Beneficiaries of trusts other than AMITs

  (6)   In working out the taxable income or * tax loss of an entity for the purposes of subsection   (1), if the entity is a beneficiary of a trust other than an * AMIT, and is an * associate entity of the trust:

  (a)   disregard the operation of the following provisions in relation to the trust:

  (i)   Subdivision   115 - C;

  (ii)   Division   6 of Part   III of the Income Tax Assessment Act 1936 ; and

  (b)   disregard distributions from the trust to the entity.

Attribution managed investment trusts

  (6A)   If the entity is an * AMIT:

  (a)   treat the reference in subsection   (1) to the entity's taxable income as being a reference to the * net income of the entity; and

  (b)   treat the reference in subsection   (1) to the entity's * net debt deductions as being a reference to the entity's net debt deductions taken into account in working out that net income; and

  (c)   treat the reference in subsection   (1) to the entity's deductions as being a reference to the entity's deductions taken into account in working out that net income; and

  (d)   treat the references in subsection   (1) to the entity's assessable income as being a reference to the entity's assessable income taken into account in working out that net income.

Members of AMITs

  (6B)   In working out the taxable income or * tax loss of an entity for the purposes of subsection   (1), if the entity is a member of an * AMIT, and is an * associate entity of the AMIT:

  (a)   disregard the operation of Division   276 in relation to the AMIT; and

  (b)   disregard distributions from the AMIT to the entity.

Partnerships

  (7)   If the entity is a partnership:

  (a)   treat the reference in subsection   (1) to the entity's taxable income as being a reference to the * net income of the entity; and

  (b)   treat the reference in subsection   (1) to the entity's * net debt deductions as being a reference to the entity's net debt deductions taken into account in working out that net income.
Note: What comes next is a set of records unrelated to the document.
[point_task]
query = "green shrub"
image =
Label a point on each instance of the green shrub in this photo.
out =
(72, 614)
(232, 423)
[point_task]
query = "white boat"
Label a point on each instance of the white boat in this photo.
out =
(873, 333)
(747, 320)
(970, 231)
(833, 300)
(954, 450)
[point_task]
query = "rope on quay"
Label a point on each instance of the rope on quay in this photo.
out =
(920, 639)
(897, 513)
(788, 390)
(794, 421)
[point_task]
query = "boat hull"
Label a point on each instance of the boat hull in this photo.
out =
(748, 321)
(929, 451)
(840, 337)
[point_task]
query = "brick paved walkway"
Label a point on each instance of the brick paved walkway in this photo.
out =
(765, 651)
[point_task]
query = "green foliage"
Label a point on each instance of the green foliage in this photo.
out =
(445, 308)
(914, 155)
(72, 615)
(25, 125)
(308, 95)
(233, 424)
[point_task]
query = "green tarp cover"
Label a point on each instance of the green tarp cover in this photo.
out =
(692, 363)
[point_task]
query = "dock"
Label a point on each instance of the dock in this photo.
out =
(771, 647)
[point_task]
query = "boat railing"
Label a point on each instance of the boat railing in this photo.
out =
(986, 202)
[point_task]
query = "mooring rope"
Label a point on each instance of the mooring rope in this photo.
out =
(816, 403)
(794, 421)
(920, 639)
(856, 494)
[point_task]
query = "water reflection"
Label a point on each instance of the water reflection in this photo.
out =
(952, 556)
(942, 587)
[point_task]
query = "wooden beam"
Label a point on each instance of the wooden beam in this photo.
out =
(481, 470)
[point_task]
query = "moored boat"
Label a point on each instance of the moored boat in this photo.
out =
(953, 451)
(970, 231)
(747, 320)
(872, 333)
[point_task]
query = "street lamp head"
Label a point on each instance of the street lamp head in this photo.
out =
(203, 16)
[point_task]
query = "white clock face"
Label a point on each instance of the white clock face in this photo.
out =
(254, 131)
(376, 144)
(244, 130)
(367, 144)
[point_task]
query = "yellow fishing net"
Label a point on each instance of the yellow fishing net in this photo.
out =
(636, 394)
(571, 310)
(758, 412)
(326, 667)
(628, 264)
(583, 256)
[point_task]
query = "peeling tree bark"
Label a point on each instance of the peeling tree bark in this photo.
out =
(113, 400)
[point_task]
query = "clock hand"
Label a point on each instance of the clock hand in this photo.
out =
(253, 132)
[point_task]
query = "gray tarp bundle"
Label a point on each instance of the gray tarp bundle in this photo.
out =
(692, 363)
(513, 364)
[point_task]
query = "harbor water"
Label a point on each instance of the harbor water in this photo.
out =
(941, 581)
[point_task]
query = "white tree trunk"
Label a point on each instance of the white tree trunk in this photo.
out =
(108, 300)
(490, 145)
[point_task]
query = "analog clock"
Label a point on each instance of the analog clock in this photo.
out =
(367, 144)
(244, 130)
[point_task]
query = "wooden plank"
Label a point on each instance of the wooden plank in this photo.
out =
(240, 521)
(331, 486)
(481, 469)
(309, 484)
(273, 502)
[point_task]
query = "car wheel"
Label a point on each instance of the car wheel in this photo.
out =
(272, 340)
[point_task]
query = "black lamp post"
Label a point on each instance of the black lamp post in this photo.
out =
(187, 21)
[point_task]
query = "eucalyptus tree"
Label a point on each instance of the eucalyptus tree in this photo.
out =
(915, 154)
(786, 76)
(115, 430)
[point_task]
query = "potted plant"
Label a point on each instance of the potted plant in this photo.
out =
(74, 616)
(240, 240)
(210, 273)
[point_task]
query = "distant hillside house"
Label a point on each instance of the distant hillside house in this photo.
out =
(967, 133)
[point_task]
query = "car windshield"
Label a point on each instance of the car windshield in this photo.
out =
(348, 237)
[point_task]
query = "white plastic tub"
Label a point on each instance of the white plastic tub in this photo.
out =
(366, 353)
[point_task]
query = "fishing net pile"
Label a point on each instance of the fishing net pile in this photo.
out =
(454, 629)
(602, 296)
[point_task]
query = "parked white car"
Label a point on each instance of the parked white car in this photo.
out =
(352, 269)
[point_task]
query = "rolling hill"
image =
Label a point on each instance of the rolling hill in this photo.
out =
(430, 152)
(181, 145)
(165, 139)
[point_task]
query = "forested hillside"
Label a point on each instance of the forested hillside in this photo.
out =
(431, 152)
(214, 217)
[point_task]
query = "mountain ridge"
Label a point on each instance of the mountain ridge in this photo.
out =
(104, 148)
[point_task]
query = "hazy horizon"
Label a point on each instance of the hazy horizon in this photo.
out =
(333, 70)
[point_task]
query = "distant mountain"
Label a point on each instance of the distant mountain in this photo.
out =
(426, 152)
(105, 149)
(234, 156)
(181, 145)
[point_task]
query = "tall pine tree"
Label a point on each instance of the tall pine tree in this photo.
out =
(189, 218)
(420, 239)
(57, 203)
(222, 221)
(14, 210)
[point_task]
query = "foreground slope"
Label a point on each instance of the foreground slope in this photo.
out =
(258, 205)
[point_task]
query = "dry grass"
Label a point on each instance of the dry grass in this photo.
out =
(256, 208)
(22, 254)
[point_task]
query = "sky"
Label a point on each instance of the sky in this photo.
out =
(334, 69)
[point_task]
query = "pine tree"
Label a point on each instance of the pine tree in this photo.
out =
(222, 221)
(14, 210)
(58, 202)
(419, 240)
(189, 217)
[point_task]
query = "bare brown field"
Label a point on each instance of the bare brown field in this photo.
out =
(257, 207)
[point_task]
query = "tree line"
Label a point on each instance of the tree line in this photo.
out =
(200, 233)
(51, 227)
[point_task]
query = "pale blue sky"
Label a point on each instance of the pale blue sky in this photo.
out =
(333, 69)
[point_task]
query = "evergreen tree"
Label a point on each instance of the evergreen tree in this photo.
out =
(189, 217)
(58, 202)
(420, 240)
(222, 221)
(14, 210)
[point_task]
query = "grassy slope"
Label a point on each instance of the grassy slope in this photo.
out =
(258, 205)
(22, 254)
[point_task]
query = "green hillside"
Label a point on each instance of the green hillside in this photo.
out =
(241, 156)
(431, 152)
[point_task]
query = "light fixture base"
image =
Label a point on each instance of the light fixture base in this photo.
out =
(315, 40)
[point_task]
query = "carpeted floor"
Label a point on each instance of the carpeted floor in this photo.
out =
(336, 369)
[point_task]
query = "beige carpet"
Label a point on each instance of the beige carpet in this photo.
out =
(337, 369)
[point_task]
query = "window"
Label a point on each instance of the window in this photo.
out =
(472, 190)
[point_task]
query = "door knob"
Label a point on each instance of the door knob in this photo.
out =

  (c)   treat the reference in subsection   (1) to the entity's deductions as being a reference to the entity's deductions taken into account in working out that net income; and

  (d)   treat the references in subsection   (1) to the entity's assessable income as being a reference to the entity's assessable income taken into account in working out that net income.

Partners in partnerships

  (8)   In working out the taxable income or * tax loss of an entity for the purposes of subsection   (1), if the entity is a partner in a partnership, and is an * associate entity of the partnership, disregard the operation of Division   5 of Part   III of the Income Tax Assessment Act 1936 .

Associate entity test--TC control interest of 10% or more

  (9)   For the purposes of subsections   (3), (6), (6B) and (8), in determining whether an entity is an associate entity of another entity:

  (aa)   disregard the requirement in subsections   820 - 905(1) and (2A) that the entity is an * associate of the other entity, unless only paragraph   820 - 905(1)(b) applies; and

  (a)   treat the references in paragraphs   820 - 905(1)(a) and 820 - 905(2A)(a) to "an * associate interest of 50% or more" as instead being a reference to "a * TC control interest of 10% or more"; and

  (b)   treat subsection   820 - 860(3) as applying for the purposes of determining whether the entity is an associate entity of the other entity (as a result of paragraph   (a) of this subsection); and

  (c)   treat the purposes mentioned in subparagraphs   820 - 870(1)(b)(i) and (ii) as including the purposes of determining whether the entity is an associate entity of the other entity (as a result of paragraph   (a) of this subsection).

Notional deductions of R&D entities

  (10)   In working out the taxable income or * tax loss of an entity for the purposes of subsection   (1), if the entity is an * R&D entity that is entitled to a notional deduction for an income year under Division   355 in relation to * R&D activities of the R&D entity, subtract an amount equivalent to the amount of the notional deduction.